The approach should consider allowing Federal Reserve staff “to hold de minimus amounts of crypto or other types of digital assets,” Bowman told audiences in prepared remarks at the Wyoming Blockchain Symposium on Tuesday.
Bowman framed the conversation as one about tokenization’s role in reducing frictions in asset transfers, highlighting how the technology could streamline ownership changes, cut costs, and expand access to capital markets.
“It is possible that we could see a 'tipping point' where the processes themselves are well-established, and legal frameworks have been updated to permit a wider range of activities relying on the new technology,” she explained.
A “similar challenge with blockchain technologies” is that adoption depends not only on technical progress but also on legal and regulatory frameworks keeping pace with how the systems are used in practice, Bowman noted.
“We stand at a crossroads: we can either seize the opportunity to shape the future or risk being left behind,” Bowman said.
Crypto policy and legal observers argue Bowman’s comments amount to more than industry talk, carrying weight beyond the symposium setting.
Her remarks “hint at a more open, balanced regulatory approach,” and “show the Fed moving from caution to curiosity,” which could mean U.S. regulators are leaning on “practical understanding over pure caution,” Vincent Liu, chief investment officer at Kronos Research, told Decrypt.

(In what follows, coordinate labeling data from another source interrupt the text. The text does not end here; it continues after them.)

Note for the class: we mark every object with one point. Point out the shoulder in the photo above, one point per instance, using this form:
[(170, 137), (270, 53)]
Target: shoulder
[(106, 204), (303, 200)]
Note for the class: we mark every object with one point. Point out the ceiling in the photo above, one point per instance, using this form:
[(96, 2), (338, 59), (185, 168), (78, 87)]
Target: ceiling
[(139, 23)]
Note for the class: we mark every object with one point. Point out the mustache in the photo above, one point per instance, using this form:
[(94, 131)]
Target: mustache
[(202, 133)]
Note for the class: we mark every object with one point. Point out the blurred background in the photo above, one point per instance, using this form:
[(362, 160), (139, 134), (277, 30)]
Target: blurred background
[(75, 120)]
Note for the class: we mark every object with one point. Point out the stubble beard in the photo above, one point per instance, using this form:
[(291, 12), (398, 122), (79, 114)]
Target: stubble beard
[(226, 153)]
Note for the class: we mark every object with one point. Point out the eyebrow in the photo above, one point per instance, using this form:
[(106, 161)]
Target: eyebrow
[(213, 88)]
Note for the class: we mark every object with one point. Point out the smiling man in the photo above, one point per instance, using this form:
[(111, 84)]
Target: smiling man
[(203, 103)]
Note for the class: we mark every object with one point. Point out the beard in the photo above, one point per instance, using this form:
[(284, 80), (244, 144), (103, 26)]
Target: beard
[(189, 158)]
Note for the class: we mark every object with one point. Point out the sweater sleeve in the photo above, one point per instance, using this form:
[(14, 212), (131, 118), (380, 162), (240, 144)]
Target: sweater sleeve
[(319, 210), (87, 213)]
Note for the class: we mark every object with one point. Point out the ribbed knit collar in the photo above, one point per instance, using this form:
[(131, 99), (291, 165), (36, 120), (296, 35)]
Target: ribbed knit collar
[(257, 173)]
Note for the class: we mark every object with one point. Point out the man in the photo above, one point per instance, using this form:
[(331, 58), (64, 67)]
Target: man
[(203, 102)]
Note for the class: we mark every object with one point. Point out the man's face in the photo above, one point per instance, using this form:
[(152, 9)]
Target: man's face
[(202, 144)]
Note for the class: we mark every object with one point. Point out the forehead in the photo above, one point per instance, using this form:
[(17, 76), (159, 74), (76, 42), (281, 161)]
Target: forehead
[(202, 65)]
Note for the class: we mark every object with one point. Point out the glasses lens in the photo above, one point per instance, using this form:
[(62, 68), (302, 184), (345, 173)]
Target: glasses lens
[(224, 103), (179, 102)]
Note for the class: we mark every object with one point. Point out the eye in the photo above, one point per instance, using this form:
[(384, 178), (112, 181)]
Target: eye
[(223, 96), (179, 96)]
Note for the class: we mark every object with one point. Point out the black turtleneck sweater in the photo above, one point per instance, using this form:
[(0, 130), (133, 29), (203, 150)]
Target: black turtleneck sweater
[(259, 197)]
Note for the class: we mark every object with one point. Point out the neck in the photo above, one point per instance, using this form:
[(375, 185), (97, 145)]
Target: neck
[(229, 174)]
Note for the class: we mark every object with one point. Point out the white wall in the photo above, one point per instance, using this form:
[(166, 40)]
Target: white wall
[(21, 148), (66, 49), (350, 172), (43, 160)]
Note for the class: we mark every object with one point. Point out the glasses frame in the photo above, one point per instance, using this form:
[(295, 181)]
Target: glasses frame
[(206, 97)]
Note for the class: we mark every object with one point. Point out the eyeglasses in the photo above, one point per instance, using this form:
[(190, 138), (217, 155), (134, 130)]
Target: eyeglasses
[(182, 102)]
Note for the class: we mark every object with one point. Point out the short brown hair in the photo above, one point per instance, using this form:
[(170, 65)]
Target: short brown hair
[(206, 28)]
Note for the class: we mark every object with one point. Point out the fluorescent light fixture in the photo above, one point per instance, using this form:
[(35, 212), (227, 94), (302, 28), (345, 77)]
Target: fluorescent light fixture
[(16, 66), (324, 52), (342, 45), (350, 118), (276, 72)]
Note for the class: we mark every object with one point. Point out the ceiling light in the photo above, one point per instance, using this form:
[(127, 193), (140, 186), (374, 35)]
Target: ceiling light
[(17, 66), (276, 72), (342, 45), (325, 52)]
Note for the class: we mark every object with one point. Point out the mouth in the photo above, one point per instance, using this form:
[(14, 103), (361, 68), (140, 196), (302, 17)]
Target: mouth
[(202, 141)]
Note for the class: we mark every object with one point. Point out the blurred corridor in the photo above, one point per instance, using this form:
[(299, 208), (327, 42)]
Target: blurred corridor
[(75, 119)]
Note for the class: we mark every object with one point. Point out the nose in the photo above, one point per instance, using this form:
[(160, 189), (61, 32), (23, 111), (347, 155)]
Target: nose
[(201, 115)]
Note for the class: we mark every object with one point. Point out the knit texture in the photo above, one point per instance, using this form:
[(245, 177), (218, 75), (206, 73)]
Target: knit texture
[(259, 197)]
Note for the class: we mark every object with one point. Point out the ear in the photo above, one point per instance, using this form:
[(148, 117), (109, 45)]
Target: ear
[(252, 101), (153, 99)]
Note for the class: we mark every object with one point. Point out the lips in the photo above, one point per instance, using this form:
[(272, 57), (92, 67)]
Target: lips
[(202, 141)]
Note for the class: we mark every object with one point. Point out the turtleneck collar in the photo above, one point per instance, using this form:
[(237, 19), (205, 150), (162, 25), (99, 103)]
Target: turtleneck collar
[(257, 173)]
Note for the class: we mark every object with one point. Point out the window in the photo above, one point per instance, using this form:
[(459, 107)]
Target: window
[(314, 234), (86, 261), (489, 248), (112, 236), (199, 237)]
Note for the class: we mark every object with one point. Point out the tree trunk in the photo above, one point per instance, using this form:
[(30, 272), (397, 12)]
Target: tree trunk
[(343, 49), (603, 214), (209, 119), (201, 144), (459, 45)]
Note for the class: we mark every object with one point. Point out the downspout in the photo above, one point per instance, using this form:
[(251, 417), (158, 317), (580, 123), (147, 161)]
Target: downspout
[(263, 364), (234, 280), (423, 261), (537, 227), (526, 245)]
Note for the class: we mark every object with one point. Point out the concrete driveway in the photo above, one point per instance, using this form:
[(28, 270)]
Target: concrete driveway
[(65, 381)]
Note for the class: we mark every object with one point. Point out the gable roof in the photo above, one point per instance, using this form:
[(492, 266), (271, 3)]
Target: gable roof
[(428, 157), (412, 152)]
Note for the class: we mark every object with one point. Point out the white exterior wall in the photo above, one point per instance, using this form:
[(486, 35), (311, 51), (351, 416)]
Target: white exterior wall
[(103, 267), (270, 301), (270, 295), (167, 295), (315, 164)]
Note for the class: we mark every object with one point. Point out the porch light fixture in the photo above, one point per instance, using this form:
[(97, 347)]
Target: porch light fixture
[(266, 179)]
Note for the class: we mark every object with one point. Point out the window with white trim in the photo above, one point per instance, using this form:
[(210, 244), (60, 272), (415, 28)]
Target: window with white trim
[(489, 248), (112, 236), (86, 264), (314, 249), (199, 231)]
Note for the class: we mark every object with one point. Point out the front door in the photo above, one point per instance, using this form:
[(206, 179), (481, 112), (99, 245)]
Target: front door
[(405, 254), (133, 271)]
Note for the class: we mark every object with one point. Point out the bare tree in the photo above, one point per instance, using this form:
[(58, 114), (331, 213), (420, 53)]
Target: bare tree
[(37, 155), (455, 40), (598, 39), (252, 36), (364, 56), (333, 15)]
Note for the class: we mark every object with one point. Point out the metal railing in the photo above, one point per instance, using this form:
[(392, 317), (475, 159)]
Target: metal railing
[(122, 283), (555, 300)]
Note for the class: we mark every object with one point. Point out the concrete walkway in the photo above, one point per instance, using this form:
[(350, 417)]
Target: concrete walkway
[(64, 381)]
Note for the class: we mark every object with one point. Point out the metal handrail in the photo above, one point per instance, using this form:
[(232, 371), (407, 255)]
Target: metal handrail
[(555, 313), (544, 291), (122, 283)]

“Bowman’s remarks cannot be dismissed as mere rhetoric; they represent an inflection point in the U.S. regulatory approach to crypto that we can no longer avoid as a country,” Andrew Rossow, a public affairs attorney and CEO of AR Media Consulting, told Decrypt. “They challenge not only the ‘how’ but the ‘why’ of financial supervision.”
Such a stance would “necessitate rigorous legal frameworks, public debate, and more efficient legislative action to balance practical expertise with the highest standards of integrity and public trust,” Rossow explained.
Yet Rossow also cautions that Bowman's suggestion raises questions about conflicts of interest.
“Regulators cannot realistically avoid the danger of perceived partiality or diminished public trust if staff directly hold even small amounts of speculative assets,” he said, adding that “practical exposure” and direct crypto ownership may not be the “only effective path to regulatory competence.”
Rossow argued that episodes from Enron to the Silk Road and FTX show how repeated crises expose the dangers of “blind reliance on fear of abuse,” making clear the need to reckon with their lasting significance. “The answers are right in front of us, and they're hauntingly beautiful,” he said.